Quizá la agridulce cercanía de la Navidad, ese lugar de
ausencias que usan la complicidad de la luz y las sombras para multiplicarse
como clamorosos espectros, me obligue a abrir paréntesis de calma donde podría,
en cambio, escarbar en busca de los diagnósticos más explosivos. O puede, tan
sólo, que esté aburrido y con el ánimo levantisco; y que cuando el mundo gira
sobre sí mismo y se cierran los círculos anuales prefiera entornar los ojos y
dejarme llevar a la otra orilla de los sueños: de los maltratados sueños que ya
no sé si lo siguen siendo.
Todo parece ser otra cosa, aparte de la que es. O de la que
solía. El edificio de GESA, por ejemplo, se nos aparece, ahora, comparado con
las sedes de la ONU o el Daily Mirror. Ahí es nada. Y nosotros sin saberlo y la
comunidad entera jugando con la auténtica piedra singular de Palma, sus
reflejos mutilando, entre la solemne Catedral y el irreal Palacio de Congresos,
la quebrada línea marítima de una ciudad que nunca echa en falta a nada.
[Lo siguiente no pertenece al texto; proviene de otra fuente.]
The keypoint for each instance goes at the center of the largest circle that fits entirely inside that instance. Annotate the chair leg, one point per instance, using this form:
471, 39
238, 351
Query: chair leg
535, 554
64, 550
Ni a
nadie. Por supuesto.
Es lo que tiene ser lo que se es y algo más. Seguro que la
OCB sabe muy bien de lo que hablo. Ellos no sólo son los sujetos pasivos de las
investigaciones de la Policía Nacional; también son las arcas bancarias y
laborales, la avanzadilla religiosa y el maná nutriente, el glorioso pendón
último de todas las estelas desplegadas sobre un mar en llamas, que fuera
nuestro y que volverá a serlo, seguro: la postal navideña de la
UIB (#SOMUIB),
con el ferviente poema de
Marià
Villangómez, nos lo demuestra. O casi.